L’étude des CREs comporte un double intérêt. Premièrement, elle permet de mieux comprendre les phénomènes galactiques à hautes énergies telles que les supernovas (2). Deuxièmement, elle pourrait permettre l’observation de phénomènes liés à la matière noire, comme l’annihilation ou la désintégration de particules de matière noire.
En outre, le détecteur mesure également la direction d’incidence ainsi que la charge des particules, discriminant efficacement les protons (qui parasitent la détection) des électrons et positrons. Cette discrimination étant cruciale pour l’étude des rayons cosmiques, DAMPE est ainsi capable de rejeter plus de 99.99% des protons tout en gardant 90% des électrons/positrons.
L’équipe internationale en charge de DAMPE a analysé les données recueillies par celui-ci du 27 décembre 2015 au 8 juin 2017, soit 530 jours de détection. Durant cette période, DAMPE a enregistré plus de 2.8 milliards de flux de rayons cosmiques, dont environ 1.5 milliards composés d’électrons et de positrons supérieurs à 25 GeV.
Une anomalie dans le spectre en énergie des rayons cosmiques
Le spectre en énergie des rayons cosmiques est établi en traçant le graphe représentant le nombre de particules du flux en fonction de leur énergie. Les flux de rayons cosmiques perdent de l’énergie progressivement tout au long de leur propagation. La forme attendue du spectre en énergie dans un tel cas est donc une courbe décroissante.

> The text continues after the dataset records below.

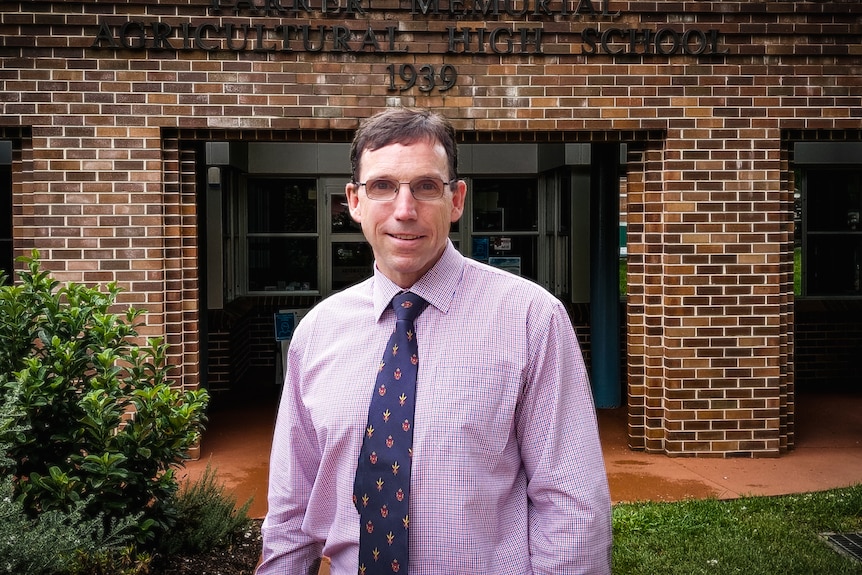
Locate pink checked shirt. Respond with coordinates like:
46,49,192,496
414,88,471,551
258,244,611,575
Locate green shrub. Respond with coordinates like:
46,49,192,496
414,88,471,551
0,252,208,543
0,477,143,575
163,465,252,555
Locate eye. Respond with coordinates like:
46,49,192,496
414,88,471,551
366,180,398,193
413,179,440,193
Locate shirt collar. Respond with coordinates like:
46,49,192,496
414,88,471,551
372,241,464,321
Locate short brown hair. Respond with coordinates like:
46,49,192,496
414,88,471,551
350,108,458,182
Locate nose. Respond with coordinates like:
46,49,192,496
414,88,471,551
392,182,417,220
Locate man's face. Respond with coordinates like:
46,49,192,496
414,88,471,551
345,140,467,288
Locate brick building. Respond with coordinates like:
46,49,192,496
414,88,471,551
0,0,862,457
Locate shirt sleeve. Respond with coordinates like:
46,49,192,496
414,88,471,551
256,322,322,575
517,301,612,575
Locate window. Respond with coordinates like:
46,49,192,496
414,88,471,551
467,178,539,281
803,169,862,297
246,179,320,292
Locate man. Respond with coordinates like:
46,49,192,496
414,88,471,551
258,108,611,575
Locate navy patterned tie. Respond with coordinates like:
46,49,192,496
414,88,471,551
353,292,428,575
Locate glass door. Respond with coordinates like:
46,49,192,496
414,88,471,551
320,176,374,293
467,178,544,282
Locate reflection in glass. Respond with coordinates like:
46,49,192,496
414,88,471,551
805,170,862,296
248,238,318,291
472,179,539,233
248,179,317,233
332,242,374,290
329,194,362,233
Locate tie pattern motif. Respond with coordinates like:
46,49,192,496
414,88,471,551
353,292,428,575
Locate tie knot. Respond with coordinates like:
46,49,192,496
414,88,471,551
392,291,428,321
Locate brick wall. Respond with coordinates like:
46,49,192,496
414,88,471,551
0,0,862,456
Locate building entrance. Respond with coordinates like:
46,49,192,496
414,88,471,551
205,142,620,402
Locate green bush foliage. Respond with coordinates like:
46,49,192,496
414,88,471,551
0,252,208,544
0,477,149,575
162,465,252,555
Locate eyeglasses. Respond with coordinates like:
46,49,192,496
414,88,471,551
357,177,457,202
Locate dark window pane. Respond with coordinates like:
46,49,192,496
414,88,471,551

Cependant, le spectre établi par les physiciens à partir des données de DAMPE a révélé d’importantes variations. Plus précisément, le spectre montre nettement une « cassure » aux alentours de 0.9 TeV (900 GeV). Cette « cassure spectrale » n’est toutefois pas une véritable nouveauté.
En effet, en 2008 et 2009, la collaboration HESS (High Energy Stereoscopic System), composée d’un réseau de télescopes à imagerie Tcherenkov situés en Namibie, avait analysé les résultats tirés de l’étude des rayons cosmiques à haute énergie et avait déjà pu établir un spectre en énergie anormal, présentant une cassure (3). Néanmoins, à l’époque, cette cassure avait été expliquée par les incertitudes de mesures des instruments.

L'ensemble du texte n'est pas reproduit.